Wasserstein defined as the cost itself (do not return transportation matrix)

rtavenar · rtavenar · commit c92e595009ad · 2019-06-27T11:08:15.000+02:00
diff --git a/ot/__init__.py b/ot/__init__.py
@@ -23,7 +23,7 @@
 from . import unbalanced
 
 # OT functions
-from .lp import emd, emd2, emd_1d, emd2_1d, wasserstein_1d, wasserstein2_1d
+from .lp import emd, emd2, emd_1d, emd2_1d, wasserstein_1d
 from .bregman import sinkhorn, sinkhorn2, barycenter
 from .unbalanced import sinkhorn_unbalanced, barycenter_unbalanced
 from .da import sinkhorn_lpl1_mm
@@ -35,6 +35,6 @@
 
 __all__ = ["emd", "emd2", 'emd_1d', "sinkhorn", "sinkhorn2", "utils", 'datasets',
            'bregman', 'lp', 'tic', 'toc', 'toq', 'gromov',
-           'emd_1d', 'emd2_1d', 'wasserstein_1d', 'wasserstein2_1d',
+           'emd_1d', 'emd2_1d', 'wasserstein_1d',
            'dist', 'unif', 'barycenter', 'sinkhorn_lpl1_mm', 'da', 'optim',
            'sinkhorn_unbalanced', "barycenter_unbalanced"]
diff --git a/ot/lp/__init__.py b/ot/lp/__init__.py
@@ -21,7 +21,7 @@
 from ..utils import dist
 
 __all__=['emd', 'emd2', 'barycenter', 'free_support_barycenter', 'cvx',
-         'emd_1d', 'emd2_1d', 'wasserstein_1d', 'wasserstein2_1d']
+         'emd_1d', 'emd2_1d', 'wasserstein_1d']
 
 
 def emd(a, b, M, numItermax=100000, log=False):
@@ -529,9 +529,9 @@ def emd2_1d(x_a, x_b, a=None, b=None, metric='sqeuclidean', p=1., dense=True,
     return cost
 
 
-def wasserstein_1d(x_a, x_b, a=None, b=None, p=1., dense=True, log=False):
+def wasserstein_1d(x_a, x_b, a=None, b=None, p=1.):
     """Solves the p-Wasserstein distance problem between 1d measures and returns
-    the OT matrix
+    the distance
 
 
     .. math::
@@ -560,22 +560,11 @@ def wasserstein_1d(x_a, x_b, a=None, b=None, p=1., dense=True, log=False):
         Target histogram (default is uniform weight)
     p: float, optional (default=1.0)
          The order of the p-Wasserstein distance to be computed
-    dense: boolean, optional (default=True)
-        If True, returns math:`\gamma` as a dense ndarray of shape (ns, nt).
-        Otherwise returns a sparse representation using scipy's `coo_matrix`
-        format.

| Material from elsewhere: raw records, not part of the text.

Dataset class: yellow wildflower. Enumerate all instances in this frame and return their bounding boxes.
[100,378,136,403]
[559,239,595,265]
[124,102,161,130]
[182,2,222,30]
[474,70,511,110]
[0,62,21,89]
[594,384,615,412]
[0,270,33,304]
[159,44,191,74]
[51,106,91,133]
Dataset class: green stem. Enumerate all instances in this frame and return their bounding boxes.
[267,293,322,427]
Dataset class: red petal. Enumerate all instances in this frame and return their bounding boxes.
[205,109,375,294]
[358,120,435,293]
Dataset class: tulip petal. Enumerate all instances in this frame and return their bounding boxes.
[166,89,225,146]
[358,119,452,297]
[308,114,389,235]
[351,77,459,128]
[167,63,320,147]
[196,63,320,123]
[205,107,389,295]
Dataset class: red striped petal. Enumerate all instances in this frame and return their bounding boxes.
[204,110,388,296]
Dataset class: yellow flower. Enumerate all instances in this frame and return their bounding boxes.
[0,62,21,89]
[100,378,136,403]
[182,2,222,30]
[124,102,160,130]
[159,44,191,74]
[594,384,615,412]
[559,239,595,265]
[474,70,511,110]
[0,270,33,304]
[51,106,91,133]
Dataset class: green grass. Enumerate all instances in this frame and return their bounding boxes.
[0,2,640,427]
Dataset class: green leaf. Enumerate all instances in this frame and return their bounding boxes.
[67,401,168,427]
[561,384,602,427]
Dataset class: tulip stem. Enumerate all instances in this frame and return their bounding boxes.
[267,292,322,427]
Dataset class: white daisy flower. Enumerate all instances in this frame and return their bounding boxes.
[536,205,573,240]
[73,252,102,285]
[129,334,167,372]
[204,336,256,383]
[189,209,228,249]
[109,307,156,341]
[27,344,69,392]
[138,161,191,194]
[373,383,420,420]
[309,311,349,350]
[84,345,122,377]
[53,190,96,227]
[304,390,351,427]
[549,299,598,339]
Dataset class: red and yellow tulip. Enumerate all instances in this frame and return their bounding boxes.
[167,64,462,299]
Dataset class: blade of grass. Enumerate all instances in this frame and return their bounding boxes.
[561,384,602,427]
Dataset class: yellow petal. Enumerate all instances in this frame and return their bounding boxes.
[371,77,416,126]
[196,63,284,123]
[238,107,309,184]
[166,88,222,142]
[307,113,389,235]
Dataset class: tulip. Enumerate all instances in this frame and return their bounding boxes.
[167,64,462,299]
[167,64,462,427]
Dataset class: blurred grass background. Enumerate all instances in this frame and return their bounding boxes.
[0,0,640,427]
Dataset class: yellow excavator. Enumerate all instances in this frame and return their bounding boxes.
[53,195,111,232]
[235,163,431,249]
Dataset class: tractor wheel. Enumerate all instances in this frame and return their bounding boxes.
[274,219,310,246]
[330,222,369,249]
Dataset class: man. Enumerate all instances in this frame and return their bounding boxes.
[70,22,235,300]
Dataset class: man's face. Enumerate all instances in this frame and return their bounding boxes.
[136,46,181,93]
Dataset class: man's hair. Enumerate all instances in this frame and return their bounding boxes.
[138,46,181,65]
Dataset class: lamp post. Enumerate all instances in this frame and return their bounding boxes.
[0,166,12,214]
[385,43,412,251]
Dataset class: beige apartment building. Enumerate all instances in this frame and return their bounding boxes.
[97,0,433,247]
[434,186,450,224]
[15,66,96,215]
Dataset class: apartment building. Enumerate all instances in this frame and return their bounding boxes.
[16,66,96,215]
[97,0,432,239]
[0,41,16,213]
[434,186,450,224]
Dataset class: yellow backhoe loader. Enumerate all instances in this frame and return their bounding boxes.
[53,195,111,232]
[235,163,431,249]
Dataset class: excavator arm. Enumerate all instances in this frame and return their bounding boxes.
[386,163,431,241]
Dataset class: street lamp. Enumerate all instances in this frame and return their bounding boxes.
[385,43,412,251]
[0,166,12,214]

Due to implementation details, this function runs faster when
-        `'sqeuclidean'`, `'minkowski'`, `'cityblock'`,  or `'euclidean'` metrics
-        are used.
-    log: boolean, optional (default=False)
-        If True, returns a dictionary containing the cost.
-        Otherwise returns only the optimal transportation matrix.
 
     Returns
     -------
-    gamma: (ns, nt) ndarray
-        Optimal transportation matrix for the given parameters
-    log: dict
-        If input log is True, a dictionary containing the cost
+    dist: float
+        p-Wasserstein distance
 
 
     Examples
@@ -590,96 +579,8 @@ def wasserstein_1d(x_a, x_b, a=None, b=None, p=1., dense=True, log=False):
     >>> x_a = [2., 0.]
     >>> x_b = [0., 3.]
     >>> ot.wasserstein_1d(x_a, x_b, a, b)
-    array([[0. ,  0.5],
-           [0.5,  0. ]])
-    >>> ot.wasserstein_1d(x_a, x_b)
-    array([[0. ,  0.5],
-           [0.5,  0. ]])
-
-    References
-    ----------
-
-    .. [1]  Peyré, G., & Cuturi, M. (2017). "Computational Optimal
-        Transport", 2018.
-
-    See Also
-    --------
-    ot.lp.emd_1d : EMD for 1d distributions
-    ot.lp.wasserstein2_1d : Wasserstein for 1d distributions (returns the cost
-        instead of the transportation matrix)
-    """
-    if log:
-        G, log = emd_1d(x_a=x_a, x_b=x_b, a=a, b=b, metric='minkowski', p=p,
-                        dense=dense, log=log)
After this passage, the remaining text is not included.